J'y consens, puisque vous le voulez…
Mais le cheval de Jacques fut d'un autre avis; le voilà qui prend tout à coup le mors aux dents et qui se précipite dans une fondrière. Jacques a beau le serrer des genoux et lui tenir la bride courte, du plus bas de la fondrière, l'animal têtu s'élance et se met à grimper à toutes jambes un monticule où il s'arrête tout court et où Jacques, tournant ses regards autour de lui, se voit entre des fourches patibulaires.
Un autre que moi, lecteur, ne manquerait pas de garnir ces fourches de leur gibier et de ménager à Jacques une triste reconnaissance.
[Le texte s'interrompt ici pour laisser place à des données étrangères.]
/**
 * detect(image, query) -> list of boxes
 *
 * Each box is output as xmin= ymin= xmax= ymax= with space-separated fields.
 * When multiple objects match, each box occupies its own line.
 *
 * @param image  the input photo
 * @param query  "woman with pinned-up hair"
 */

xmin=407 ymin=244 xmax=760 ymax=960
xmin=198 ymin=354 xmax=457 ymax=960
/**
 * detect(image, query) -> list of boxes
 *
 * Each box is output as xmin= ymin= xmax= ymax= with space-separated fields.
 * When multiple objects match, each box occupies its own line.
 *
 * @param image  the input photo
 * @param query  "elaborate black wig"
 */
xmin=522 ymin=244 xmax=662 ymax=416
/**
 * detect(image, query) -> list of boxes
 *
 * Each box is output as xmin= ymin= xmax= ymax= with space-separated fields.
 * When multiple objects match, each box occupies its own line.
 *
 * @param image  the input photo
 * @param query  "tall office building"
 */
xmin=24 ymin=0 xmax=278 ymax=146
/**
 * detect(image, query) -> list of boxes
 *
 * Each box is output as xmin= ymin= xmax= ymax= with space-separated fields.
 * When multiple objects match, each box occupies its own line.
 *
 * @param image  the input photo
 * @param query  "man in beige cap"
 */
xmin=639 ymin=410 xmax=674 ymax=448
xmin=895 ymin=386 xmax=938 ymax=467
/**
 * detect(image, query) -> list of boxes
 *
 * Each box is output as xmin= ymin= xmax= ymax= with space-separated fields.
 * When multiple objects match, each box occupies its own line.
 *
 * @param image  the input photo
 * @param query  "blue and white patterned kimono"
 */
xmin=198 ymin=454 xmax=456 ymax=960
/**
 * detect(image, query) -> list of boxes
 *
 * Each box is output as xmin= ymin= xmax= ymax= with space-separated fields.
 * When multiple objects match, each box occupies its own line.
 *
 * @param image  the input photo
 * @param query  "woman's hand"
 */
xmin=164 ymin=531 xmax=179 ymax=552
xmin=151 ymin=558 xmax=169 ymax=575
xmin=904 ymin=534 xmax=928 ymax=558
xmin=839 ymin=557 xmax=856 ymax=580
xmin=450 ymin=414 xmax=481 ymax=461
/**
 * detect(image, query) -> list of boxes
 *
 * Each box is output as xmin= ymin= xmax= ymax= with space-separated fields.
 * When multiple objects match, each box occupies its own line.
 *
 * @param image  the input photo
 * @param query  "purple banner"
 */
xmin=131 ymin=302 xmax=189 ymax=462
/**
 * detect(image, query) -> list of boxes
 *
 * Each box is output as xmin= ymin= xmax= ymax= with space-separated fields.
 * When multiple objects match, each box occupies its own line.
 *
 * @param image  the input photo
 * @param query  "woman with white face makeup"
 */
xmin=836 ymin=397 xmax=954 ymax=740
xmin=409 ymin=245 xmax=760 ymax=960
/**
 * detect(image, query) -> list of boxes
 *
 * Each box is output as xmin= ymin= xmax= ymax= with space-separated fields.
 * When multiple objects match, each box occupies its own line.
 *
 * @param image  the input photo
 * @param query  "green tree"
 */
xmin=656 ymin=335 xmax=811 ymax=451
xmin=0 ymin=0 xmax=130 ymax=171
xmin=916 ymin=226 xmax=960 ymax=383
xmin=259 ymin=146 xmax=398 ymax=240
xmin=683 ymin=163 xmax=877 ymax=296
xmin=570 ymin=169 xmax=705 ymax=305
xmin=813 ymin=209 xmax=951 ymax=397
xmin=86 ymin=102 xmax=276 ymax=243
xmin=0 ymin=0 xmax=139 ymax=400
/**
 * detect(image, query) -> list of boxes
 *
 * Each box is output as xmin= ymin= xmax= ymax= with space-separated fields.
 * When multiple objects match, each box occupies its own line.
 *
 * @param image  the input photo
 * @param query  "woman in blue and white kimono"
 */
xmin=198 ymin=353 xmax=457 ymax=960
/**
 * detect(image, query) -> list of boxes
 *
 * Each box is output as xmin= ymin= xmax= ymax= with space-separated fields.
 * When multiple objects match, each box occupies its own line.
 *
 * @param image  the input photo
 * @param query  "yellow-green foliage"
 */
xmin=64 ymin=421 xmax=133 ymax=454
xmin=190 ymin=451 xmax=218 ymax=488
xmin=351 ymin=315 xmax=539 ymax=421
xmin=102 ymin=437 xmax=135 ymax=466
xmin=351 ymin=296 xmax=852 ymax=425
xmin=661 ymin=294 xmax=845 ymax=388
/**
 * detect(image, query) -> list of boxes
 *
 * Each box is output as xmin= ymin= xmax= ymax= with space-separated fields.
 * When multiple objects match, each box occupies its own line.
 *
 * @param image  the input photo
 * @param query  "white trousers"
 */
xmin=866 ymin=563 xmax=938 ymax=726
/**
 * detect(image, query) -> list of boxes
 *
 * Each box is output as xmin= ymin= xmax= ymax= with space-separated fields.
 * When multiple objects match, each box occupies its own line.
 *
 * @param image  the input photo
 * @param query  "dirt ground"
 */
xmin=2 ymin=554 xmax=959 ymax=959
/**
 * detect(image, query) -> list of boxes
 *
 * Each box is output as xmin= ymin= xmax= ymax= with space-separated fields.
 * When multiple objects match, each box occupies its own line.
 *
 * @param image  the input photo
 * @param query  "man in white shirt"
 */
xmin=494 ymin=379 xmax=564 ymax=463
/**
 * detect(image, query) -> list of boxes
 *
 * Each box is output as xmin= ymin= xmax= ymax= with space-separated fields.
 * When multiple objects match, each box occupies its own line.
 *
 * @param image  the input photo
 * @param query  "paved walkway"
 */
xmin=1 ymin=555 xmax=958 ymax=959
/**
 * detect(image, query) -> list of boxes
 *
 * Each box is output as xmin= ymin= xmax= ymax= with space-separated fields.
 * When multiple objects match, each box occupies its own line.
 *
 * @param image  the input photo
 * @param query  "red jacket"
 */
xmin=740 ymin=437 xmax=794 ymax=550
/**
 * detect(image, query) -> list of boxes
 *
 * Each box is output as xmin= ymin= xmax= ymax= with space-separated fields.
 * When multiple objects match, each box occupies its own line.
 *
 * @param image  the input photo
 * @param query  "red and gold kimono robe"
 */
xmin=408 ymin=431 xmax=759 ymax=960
Si je vous le disais, vous le croiriez peut-être, car il y a des hasards plus singuliers, mais la chose n'en serait pas plus vraie: ces fourches étaient vacantes.
Jacques laissa reprendre haleine à son cheval, qui de lui-même redescendit la montagne, remonta la fondrière et replaça Jacques à côté de son maître, qui lui dit: Ah! mon ami, quelle frayeur tu m'as causée! je t'ai tenu pour mort… mais tu rêves; à quoi rêves-tu?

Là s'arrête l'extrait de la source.